Or an array of zero, one or more elements.
=back
Note that an input-array which COINCIDENTLY SOME TIMES has one element
(but more other times), and that element is an array-ref, you will
probably not get the expected result.
To check distribution:
perl -MAcme::Tools -le 'print mix("a".."z") for 1..26000'|cut -c1|sort|uniq -c|sort -n
The letters a-z should occur around 1000 times each.
Shuffles a deck of cards: (s=spaces, h=hearts, c=clubs, d=diamonds)
perl -MAcme::Tools -le '@cards=map join("",@$_),cart([qw/s h c d/],[2..10,qw/J Q K A/]); print join " ",mix(@cards)'
(Uses L</cart>, which is not a typo, see further down here)
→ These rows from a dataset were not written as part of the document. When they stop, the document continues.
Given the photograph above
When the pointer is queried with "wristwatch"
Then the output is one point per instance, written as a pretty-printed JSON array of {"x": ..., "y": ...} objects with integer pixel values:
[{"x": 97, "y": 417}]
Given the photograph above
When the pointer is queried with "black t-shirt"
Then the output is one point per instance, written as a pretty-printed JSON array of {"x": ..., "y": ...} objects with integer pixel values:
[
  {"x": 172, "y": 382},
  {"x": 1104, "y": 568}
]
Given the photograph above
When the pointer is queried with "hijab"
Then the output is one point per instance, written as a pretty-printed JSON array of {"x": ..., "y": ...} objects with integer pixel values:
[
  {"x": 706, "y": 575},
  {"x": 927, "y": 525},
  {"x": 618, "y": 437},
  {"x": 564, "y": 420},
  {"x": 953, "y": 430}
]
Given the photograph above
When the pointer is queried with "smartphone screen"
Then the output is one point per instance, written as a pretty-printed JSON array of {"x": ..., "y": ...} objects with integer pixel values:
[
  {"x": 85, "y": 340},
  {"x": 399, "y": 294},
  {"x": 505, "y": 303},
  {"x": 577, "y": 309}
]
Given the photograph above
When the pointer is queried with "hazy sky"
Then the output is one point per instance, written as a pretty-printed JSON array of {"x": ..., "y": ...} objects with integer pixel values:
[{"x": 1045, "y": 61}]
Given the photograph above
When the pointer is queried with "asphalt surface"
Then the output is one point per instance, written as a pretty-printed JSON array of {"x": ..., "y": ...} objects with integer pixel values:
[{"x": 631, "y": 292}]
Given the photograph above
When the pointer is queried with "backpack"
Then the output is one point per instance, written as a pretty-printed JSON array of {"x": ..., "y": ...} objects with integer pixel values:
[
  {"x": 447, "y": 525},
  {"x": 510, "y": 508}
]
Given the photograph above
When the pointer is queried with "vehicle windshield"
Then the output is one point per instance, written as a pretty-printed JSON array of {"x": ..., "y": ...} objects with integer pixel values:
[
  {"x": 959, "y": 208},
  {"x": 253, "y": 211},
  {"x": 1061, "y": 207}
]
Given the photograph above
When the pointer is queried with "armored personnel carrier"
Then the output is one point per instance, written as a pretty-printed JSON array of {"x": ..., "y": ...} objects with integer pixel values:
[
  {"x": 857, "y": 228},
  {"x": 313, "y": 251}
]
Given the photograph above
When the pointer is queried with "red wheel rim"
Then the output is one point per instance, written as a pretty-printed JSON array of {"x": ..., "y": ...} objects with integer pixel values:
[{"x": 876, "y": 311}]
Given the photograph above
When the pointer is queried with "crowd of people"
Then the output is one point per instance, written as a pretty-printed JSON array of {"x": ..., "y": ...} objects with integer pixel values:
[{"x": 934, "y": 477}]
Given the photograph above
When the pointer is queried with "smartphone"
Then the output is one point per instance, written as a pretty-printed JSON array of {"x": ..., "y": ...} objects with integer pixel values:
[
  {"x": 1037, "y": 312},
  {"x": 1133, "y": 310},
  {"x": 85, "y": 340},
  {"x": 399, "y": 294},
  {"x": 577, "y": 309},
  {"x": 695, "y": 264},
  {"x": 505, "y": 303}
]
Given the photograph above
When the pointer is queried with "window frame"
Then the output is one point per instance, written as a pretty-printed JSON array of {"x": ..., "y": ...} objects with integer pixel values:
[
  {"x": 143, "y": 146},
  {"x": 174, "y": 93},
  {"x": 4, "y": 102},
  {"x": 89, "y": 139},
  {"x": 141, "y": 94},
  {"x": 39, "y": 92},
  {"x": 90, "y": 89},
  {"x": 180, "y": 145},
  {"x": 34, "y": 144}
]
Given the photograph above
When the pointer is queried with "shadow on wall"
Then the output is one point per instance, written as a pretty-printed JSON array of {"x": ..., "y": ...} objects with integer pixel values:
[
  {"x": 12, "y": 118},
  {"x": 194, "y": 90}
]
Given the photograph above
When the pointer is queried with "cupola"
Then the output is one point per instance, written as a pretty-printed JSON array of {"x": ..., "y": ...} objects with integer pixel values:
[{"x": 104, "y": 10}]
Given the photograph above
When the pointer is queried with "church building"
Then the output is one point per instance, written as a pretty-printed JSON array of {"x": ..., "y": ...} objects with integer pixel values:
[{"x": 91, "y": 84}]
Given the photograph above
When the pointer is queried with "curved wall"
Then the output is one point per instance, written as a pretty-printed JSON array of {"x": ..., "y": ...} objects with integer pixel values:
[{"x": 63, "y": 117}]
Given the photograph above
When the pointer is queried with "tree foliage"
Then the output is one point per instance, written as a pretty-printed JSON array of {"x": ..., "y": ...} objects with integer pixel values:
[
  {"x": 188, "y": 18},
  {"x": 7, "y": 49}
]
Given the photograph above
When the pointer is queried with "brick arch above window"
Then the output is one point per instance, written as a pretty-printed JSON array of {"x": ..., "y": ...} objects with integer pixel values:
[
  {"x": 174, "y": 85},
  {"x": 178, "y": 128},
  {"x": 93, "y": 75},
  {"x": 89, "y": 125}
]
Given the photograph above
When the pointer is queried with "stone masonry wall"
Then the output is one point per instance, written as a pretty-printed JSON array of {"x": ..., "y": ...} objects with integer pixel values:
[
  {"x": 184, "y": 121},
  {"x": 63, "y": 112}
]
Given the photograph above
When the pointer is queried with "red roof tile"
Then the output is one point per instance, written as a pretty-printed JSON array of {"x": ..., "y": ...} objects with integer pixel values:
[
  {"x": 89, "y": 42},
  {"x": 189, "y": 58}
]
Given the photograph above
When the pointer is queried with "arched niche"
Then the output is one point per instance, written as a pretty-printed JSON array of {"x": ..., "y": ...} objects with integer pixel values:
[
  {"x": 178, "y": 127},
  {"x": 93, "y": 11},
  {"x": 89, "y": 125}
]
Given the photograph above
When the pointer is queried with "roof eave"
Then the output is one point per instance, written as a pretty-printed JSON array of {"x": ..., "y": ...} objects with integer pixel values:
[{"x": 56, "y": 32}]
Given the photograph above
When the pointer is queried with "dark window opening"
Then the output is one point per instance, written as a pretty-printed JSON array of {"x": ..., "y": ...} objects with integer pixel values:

Note: C<List::Util::shuffle()> is approximately four times faster. Both respects the Perl built-in C<srand()>.
=cut
C<gzip()> is really just a wrapper for C< Compress:Zlib::memGzip() > and uses the same
compression algorithm as the well known GNU program gzip found in most unix/linux/cygwin
distros. Except C<gzip()> does this in-memory. (Both using the C-library C<zlib>).
writefile( "file.gz", gzip("some string") );
=head2 gunzip
B<Input:> A binary compressed string or a reference to such a string. I.e. something returned from
C<gzip()> earlier or read from a C<< .gz >> file.
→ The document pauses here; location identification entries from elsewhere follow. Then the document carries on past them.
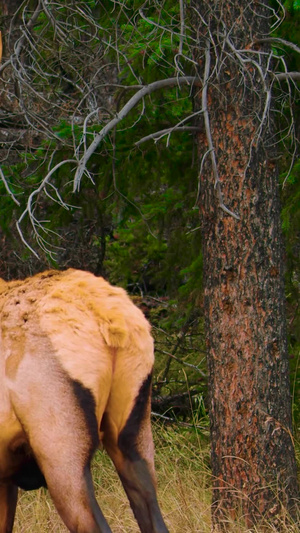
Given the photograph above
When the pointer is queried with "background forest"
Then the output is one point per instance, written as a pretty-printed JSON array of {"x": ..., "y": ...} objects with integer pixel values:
[{"x": 68, "y": 69}]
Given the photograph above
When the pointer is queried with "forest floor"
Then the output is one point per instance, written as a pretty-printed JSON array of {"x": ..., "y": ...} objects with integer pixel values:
[{"x": 184, "y": 491}]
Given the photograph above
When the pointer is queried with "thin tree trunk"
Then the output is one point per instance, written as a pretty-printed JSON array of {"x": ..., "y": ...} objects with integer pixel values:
[{"x": 253, "y": 458}]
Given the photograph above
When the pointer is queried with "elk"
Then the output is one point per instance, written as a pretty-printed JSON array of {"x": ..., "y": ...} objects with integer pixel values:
[{"x": 76, "y": 359}]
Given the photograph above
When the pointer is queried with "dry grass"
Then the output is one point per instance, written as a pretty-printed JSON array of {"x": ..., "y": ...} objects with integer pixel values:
[{"x": 184, "y": 492}]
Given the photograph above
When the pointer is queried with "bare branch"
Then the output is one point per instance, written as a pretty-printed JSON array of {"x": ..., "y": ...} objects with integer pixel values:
[
  {"x": 295, "y": 76},
  {"x": 158, "y": 134},
  {"x": 7, "y": 187},
  {"x": 279, "y": 41},
  {"x": 134, "y": 100}
]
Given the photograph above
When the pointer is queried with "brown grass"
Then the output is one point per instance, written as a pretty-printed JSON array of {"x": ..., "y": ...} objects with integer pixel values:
[{"x": 184, "y": 492}]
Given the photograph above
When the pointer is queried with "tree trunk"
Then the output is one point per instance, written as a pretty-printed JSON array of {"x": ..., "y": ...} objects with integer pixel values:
[{"x": 253, "y": 459}]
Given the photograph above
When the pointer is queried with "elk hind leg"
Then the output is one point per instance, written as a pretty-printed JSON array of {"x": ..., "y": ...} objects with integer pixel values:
[
  {"x": 8, "y": 503},
  {"x": 63, "y": 444},
  {"x": 132, "y": 453}
]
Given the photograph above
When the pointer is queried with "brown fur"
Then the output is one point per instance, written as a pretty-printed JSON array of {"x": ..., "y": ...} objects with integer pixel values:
[{"x": 63, "y": 328}]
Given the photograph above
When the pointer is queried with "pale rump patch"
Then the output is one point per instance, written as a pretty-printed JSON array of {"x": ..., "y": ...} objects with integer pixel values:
[{"x": 76, "y": 355}]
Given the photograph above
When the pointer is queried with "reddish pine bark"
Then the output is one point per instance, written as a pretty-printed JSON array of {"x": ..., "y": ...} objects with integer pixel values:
[{"x": 253, "y": 460}]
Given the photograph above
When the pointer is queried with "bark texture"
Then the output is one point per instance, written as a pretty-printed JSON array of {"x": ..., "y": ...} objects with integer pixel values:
[{"x": 253, "y": 459}]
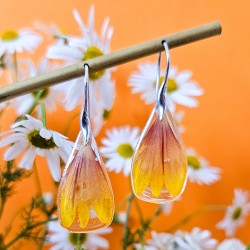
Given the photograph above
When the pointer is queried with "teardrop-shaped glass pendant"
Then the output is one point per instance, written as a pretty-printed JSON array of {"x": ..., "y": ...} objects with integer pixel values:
[
  {"x": 159, "y": 166},
  {"x": 85, "y": 197}
]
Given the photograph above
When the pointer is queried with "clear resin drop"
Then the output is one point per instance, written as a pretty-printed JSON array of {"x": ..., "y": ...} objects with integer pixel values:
[
  {"x": 85, "y": 197},
  {"x": 159, "y": 167}
]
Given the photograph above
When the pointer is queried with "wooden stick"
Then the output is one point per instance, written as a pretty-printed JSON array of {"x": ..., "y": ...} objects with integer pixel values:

B<Output:> The original larger non-compressed string. Text or binary.
C<gunzip()> is a wrapper for Compress::Zlib::memGunzip()
print gunzip( gzip("some string") ); #some string
=head2 bzip2
Same as L</gzip> and L</gunzip> except with a different compression algorithm (compresses more but is slower). Wrapper for Compress::Bzip2::memBzip.
Compared to gzip/gunzip, bzip2 compression is much slower, bunzip2 decompression not so much.
See also L<Compress::Bzip2>, C<man Compress::Bzip2>, C<man bzip2>, C<man bunzip2>.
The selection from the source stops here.